Pressure on the cache of predicted branches is hard to quantify. They don't tell us how many branch prediction slots we get. But you definitely can blow that cache.
We don't know what all dodgy gimcracks are in modern CPU cores. I do know that loops with FILE getc/putc and streambuf sgetc/sputc are faster than they have any business being. If you can get your loops to look enough like those, they will be improbably faster.
It is all powered by hardware support in CPUs. Intel CPUs have 3 programmable counters, you can set them to trace events, like instructions retired or Ln cache misses.
Domain knowledge is great and I think 30 years ago this was much more true. These days I think most software has so many mind melting inefficiencies that there is an avalanche of fat waiting to be shaken loose.
Even without nonsense O(n^2) accidentally lurking or huge amounts of time going to granular operations depending on something external that has a large latency, there are still usually gratuitous memory allocations and of course pointer chasing.
Taking out allocations from inner loops can easily be a 7x speedup. Taking out pointer chasing, linked lists, virtual pointers etc. and just looping through an array of structs can be another 25x for the areas that use them.

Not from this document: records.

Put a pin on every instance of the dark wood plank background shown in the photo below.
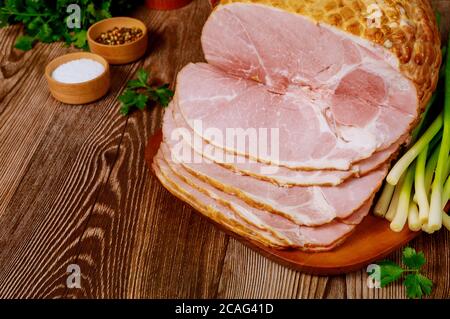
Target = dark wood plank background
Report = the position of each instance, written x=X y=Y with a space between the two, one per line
x=74 y=189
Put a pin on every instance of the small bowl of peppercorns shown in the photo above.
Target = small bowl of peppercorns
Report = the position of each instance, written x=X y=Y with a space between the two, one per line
x=119 y=40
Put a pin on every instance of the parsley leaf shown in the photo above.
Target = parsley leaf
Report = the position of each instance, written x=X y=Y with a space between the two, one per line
x=417 y=285
x=46 y=20
x=142 y=76
x=138 y=93
x=412 y=259
x=390 y=272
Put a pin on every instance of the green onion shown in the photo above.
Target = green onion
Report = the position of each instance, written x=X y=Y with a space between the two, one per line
x=392 y=211
x=402 y=165
x=435 y=215
x=419 y=185
x=414 y=222
x=401 y=216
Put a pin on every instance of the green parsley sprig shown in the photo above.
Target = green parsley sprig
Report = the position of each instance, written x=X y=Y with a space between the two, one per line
x=417 y=285
x=45 y=20
x=138 y=93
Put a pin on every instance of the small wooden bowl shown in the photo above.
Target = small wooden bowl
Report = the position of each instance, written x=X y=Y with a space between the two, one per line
x=78 y=93
x=121 y=53
x=166 y=4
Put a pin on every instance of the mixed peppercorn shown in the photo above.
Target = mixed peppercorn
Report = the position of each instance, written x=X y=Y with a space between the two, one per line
x=118 y=36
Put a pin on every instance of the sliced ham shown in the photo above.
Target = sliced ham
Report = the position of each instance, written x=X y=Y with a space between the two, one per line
x=312 y=205
x=301 y=237
x=285 y=135
x=276 y=174
x=309 y=135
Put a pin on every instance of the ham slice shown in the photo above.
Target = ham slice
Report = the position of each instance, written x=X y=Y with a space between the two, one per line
x=294 y=236
x=312 y=205
x=285 y=135
x=278 y=175
x=220 y=102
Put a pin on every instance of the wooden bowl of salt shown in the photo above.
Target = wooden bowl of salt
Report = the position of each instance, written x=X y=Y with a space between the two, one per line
x=78 y=78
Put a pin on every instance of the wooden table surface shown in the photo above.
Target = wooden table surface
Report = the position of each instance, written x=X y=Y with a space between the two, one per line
x=74 y=189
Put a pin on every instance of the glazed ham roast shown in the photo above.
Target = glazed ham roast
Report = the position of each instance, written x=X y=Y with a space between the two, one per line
x=335 y=87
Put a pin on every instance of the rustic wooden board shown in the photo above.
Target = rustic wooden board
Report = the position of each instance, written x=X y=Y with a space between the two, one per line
x=74 y=188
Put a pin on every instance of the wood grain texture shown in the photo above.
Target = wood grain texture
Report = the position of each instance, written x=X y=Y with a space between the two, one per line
x=74 y=189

From there it's off to SIMD and multi-threading but I don't expect that from most software.
Interestingly, none of these rely on programming directly in assembly.

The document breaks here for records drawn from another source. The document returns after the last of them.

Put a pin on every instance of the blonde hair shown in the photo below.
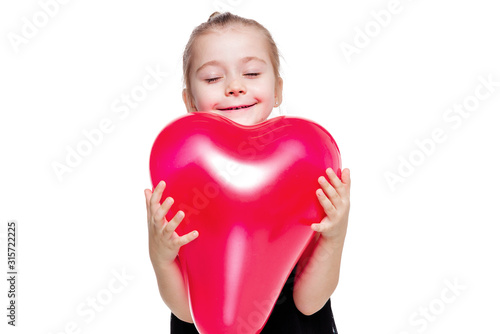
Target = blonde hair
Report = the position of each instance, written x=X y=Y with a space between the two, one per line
x=219 y=21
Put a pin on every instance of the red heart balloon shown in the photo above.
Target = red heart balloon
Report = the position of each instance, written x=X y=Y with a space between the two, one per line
x=250 y=192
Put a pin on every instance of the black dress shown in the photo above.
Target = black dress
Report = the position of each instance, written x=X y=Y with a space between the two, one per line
x=284 y=319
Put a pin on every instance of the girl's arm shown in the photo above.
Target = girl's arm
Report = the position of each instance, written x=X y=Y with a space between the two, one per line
x=319 y=267
x=172 y=289
x=164 y=245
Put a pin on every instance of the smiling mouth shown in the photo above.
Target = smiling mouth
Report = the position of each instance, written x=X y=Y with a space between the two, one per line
x=239 y=107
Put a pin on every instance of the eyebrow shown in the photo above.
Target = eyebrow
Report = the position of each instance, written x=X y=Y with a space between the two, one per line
x=242 y=60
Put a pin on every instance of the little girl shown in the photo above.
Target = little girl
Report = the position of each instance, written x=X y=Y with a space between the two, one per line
x=231 y=67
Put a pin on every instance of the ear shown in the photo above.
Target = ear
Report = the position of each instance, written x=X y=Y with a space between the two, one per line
x=278 y=91
x=188 y=102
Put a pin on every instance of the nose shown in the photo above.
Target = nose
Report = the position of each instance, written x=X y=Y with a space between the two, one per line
x=235 y=88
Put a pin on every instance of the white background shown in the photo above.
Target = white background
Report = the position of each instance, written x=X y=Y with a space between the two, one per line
x=439 y=225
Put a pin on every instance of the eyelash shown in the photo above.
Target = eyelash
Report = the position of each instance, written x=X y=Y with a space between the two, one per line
x=215 y=79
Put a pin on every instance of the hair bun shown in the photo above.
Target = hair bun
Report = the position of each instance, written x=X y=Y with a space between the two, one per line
x=214 y=14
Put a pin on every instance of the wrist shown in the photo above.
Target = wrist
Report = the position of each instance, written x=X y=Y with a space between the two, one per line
x=334 y=243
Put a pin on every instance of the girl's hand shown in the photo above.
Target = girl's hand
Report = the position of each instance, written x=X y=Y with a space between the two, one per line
x=334 y=197
x=164 y=242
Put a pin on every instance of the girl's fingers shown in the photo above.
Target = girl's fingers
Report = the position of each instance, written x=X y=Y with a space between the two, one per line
x=325 y=202
x=147 y=194
x=170 y=226
x=186 y=238
x=330 y=191
x=341 y=187
x=155 y=198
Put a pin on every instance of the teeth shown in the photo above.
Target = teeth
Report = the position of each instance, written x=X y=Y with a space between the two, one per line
x=237 y=108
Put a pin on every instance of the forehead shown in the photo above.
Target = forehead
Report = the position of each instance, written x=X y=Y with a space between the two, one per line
x=229 y=45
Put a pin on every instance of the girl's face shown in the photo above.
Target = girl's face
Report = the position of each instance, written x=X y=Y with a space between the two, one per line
x=232 y=75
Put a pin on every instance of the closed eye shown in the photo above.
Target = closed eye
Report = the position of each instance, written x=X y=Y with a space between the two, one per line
x=212 y=80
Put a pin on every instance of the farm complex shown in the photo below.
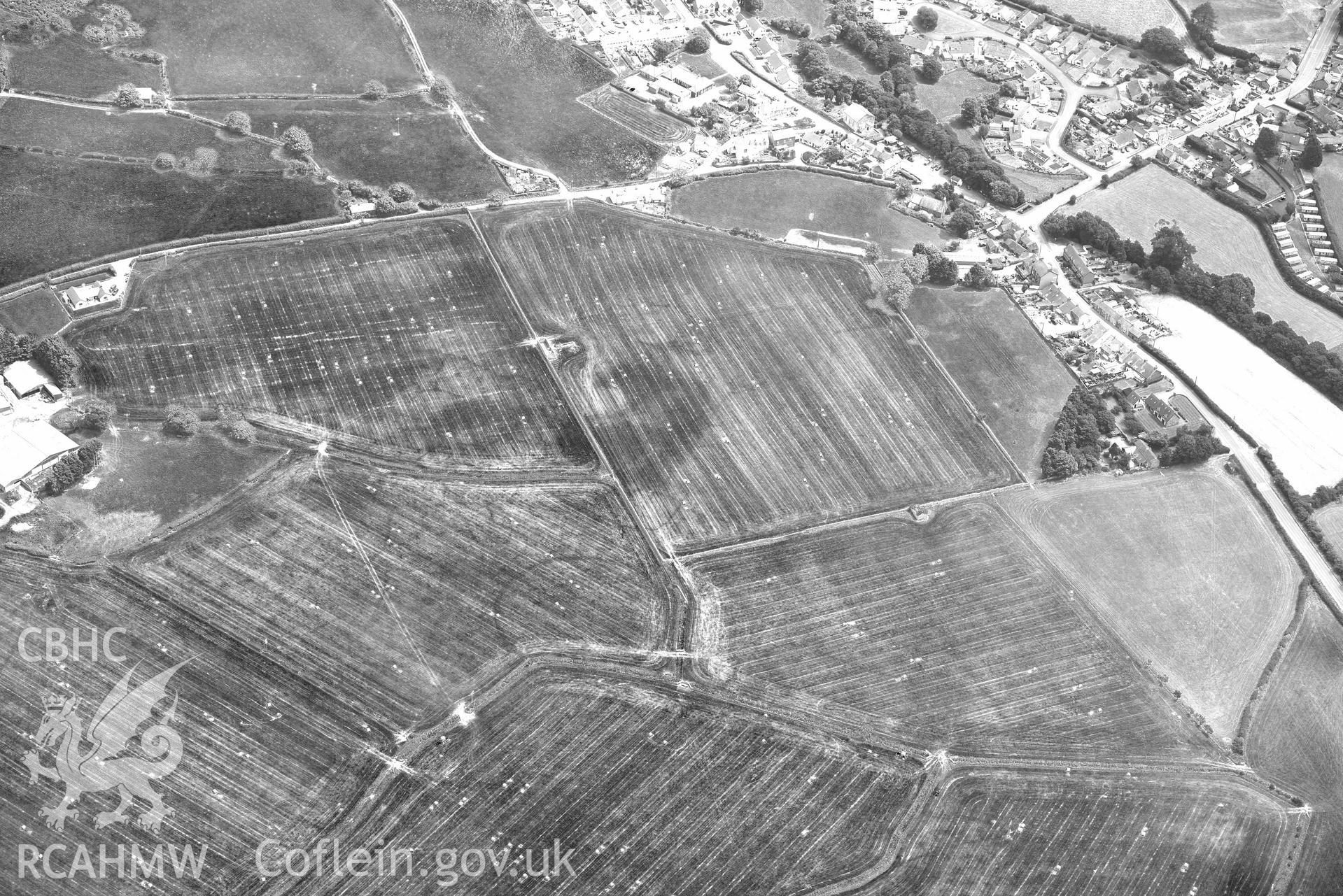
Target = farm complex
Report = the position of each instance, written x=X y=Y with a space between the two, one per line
x=672 y=447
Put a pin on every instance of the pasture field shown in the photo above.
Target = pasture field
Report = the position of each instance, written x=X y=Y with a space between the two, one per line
x=144 y=481
x=775 y=203
x=26 y=124
x=38 y=311
x=1293 y=419
x=1227 y=242
x=520 y=89
x=1298 y=739
x=994 y=353
x=265 y=750
x=1268 y=27
x=615 y=769
x=399 y=334
x=738 y=388
x=1130 y=17
x=73 y=67
x=637 y=115
x=274 y=46
x=394 y=592
x=1181 y=567
x=397 y=140
x=995 y=833
x=955 y=632
x=58 y=211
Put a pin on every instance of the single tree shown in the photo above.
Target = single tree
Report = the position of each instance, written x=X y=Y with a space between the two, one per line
x=1267 y=144
x=1312 y=156
x=238 y=122
x=297 y=141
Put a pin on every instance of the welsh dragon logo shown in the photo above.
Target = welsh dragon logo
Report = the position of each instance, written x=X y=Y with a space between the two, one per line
x=101 y=766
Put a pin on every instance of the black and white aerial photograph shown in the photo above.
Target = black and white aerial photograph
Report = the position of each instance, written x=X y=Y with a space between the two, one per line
x=670 y=447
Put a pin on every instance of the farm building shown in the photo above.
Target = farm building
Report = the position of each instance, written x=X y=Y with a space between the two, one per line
x=29 y=447
x=27 y=378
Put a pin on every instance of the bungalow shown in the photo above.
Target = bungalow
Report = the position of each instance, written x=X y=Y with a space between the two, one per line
x=1078 y=264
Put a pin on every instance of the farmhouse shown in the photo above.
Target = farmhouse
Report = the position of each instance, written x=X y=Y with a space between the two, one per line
x=29 y=447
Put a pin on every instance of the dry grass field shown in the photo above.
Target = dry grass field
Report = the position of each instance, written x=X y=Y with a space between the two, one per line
x=1182 y=567
x=520 y=87
x=653 y=795
x=1268 y=27
x=397 y=140
x=399 y=334
x=274 y=46
x=1130 y=17
x=955 y=631
x=738 y=388
x=775 y=203
x=999 y=833
x=265 y=750
x=393 y=592
x=994 y=353
x=1227 y=242
x=1298 y=739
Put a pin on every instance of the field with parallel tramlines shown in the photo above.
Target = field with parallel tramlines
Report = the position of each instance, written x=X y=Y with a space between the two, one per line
x=1182 y=567
x=274 y=46
x=653 y=793
x=955 y=632
x=394 y=592
x=520 y=87
x=738 y=388
x=399 y=334
x=1227 y=243
x=1298 y=739
x=398 y=140
x=266 y=751
x=994 y=833
x=994 y=353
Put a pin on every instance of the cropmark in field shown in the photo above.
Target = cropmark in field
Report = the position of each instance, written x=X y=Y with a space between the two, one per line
x=952 y=634
x=1182 y=567
x=399 y=336
x=738 y=388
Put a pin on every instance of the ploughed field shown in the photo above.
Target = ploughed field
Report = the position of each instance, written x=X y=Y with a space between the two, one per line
x=1182 y=568
x=652 y=792
x=394 y=592
x=738 y=388
x=1062 y=833
x=954 y=634
x=400 y=336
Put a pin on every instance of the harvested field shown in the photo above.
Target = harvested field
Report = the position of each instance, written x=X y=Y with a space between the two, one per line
x=393 y=592
x=1290 y=418
x=38 y=311
x=1268 y=27
x=1227 y=243
x=994 y=353
x=520 y=89
x=59 y=211
x=1298 y=741
x=955 y=632
x=1182 y=567
x=73 y=67
x=398 y=334
x=637 y=115
x=738 y=388
x=264 y=749
x=1060 y=834
x=610 y=773
x=775 y=203
x=129 y=136
x=1130 y=17
x=274 y=46
x=397 y=140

It is a good point that software has a lot of fat these days, therefore optimization is an easier task (because it's done much more rarely). Windows 98, for however many bugs it had, was so much more responsive.
Low level optimization (assembly) is mostly only useful with algorithms which have instruction level parallelism. Modern compilers are incredibly good at optimizing serial algorithms.
Making use of compile time branch reduction can be massive. For example template parameters which are evaluated at compile time skipping lots of work at runtime.
I tried recently to optimise a loop looking for a value in a small array of short integers (8 elements), not so easy, there are so many choices: tight loop (a priori not an optimal choice but use only one instruction cache line), unrolled loop, using cmovs, SIMD?
And in programs that had never been optimized it's usually very easy to fire up the profiler and find some obviously terrible things. Like reinitializing in a tight loop some expensive object that can easily be a singleton (or at least a thread local object). I've once spent a month on a decent piece of code and brought down the CPU cost by literally 100x (nobody had optimized the code before).
Also, always, first create a reliable framework for measuring progress (cpu instruction retired counters in Intel CPUs are very good and don't need a lot of execution repetitions to bring the p-values low), and only then start optimizing.
Low-level, hardcore optimization rarely pays out (not never, but rarely).